Tafeln in Germany: “I can’t stand the pressure alone”

Status: 01/05/2022 11:56

Too many requests, too few donations: food banks are calling on politicians to provide significant relief for people affected by poverty. You cannot provide for everyone in need.

Politicians should take more decisive action against poverty, demanded the chairman of the board of directors, Jochen Brühl. The panels in Germany alone “could not withstand this pressure”, Brühl told the newspapers of the Funke media group. The reason for the apparent urgency is a growing demand for food with declining donations.

Specifically, Brühl called for improvements to relief programs. “One-off payments of a few hundred euros are not enough and come too late,” he criticized. Instead, there is to be an increase in standard Harz IV rates and “significant relief for low-income people”.

“Not part of the welfare state system”

Brühl appealed to the federal government and the municipalities: “Tafeln is not part of the welfare state system. We help on a voluntary basis and to the best of our ability, but it has never been in the Tafel’s idea to provide reliable services and binding care for all people affected by poverty,” Brühl said.According to its own statements, the umbrella organization represents around 950 food banks throughout Germany.

“The situation in food banks is more tense than ever,” Brühl said.
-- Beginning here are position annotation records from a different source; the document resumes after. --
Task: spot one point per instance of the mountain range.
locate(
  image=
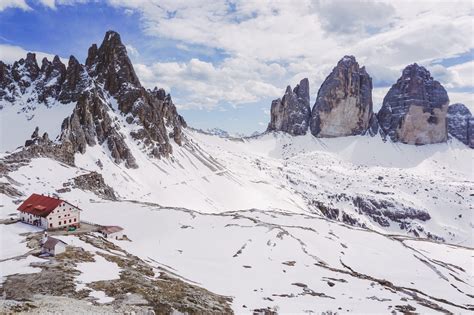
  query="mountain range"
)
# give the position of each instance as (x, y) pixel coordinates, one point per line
(334, 208)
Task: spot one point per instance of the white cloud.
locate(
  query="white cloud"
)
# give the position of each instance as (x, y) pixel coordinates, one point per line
(275, 43)
(462, 97)
(20, 4)
(201, 84)
(272, 43)
(132, 51)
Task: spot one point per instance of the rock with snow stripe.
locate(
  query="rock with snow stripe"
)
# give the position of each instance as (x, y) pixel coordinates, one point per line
(461, 124)
(343, 105)
(414, 109)
(292, 112)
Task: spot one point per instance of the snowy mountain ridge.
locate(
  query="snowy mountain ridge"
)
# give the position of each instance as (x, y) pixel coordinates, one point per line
(271, 222)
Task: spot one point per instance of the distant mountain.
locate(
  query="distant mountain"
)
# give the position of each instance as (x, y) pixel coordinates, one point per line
(414, 111)
(109, 104)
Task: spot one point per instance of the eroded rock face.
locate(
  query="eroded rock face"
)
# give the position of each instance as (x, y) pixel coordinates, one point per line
(292, 112)
(344, 103)
(90, 124)
(153, 111)
(108, 96)
(414, 109)
(461, 124)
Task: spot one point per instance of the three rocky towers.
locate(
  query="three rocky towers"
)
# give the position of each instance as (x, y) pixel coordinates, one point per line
(415, 110)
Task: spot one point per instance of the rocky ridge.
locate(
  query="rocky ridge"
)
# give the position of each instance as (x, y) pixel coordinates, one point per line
(344, 103)
(414, 109)
(461, 124)
(291, 113)
(108, 97)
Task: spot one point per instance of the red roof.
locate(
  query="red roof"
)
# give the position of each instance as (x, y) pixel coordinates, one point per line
(40, 205)
(111, 229)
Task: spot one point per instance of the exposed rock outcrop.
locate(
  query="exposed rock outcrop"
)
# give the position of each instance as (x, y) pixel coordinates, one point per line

Volunteers “sometimes work non-stop and find it stressful not being able to help people because there is no more food to pass on”. Some food banks have already had to limit their offerings. In Saarbrücken, for example, admissions have been frozen for months.

Increase in demand since December

More and more people are suffering from high food prices. According to the Federal Statistical Office, inflation is 7.3%. For some products such as sunflower oil, tomatoes and rye flour, prices have risen by at least a fifth. It also increases food bank inquiries.

Since December, more and more people have been getting their supplies from Tafel. Another wave came in February due to the sharp rise in energy prices, and since mid-March there have also been families fleeing the war in Ukraine. “All of this comes up against a food shortage situation,” said Sabine Altmeyer-Baumann, chairwoman of the Rhineland-Palatinate and Saarland food banks.

In addition, Tafels throughout Germany are struggling with rising operating costs. Product cooling and travel costs become more and more expensive as transport distances increase.

16% of the population is considered poor

According to a study by the Paritätischer Wohlfahrtsverband from the end of 2021, the poverty rate in Germany reached an all-time high during the corona pandemic. 16.1% of the population – the equivalent of 13.4 million people – should be counted among the poor, according to the report entitled “Poverty in the pandemic”.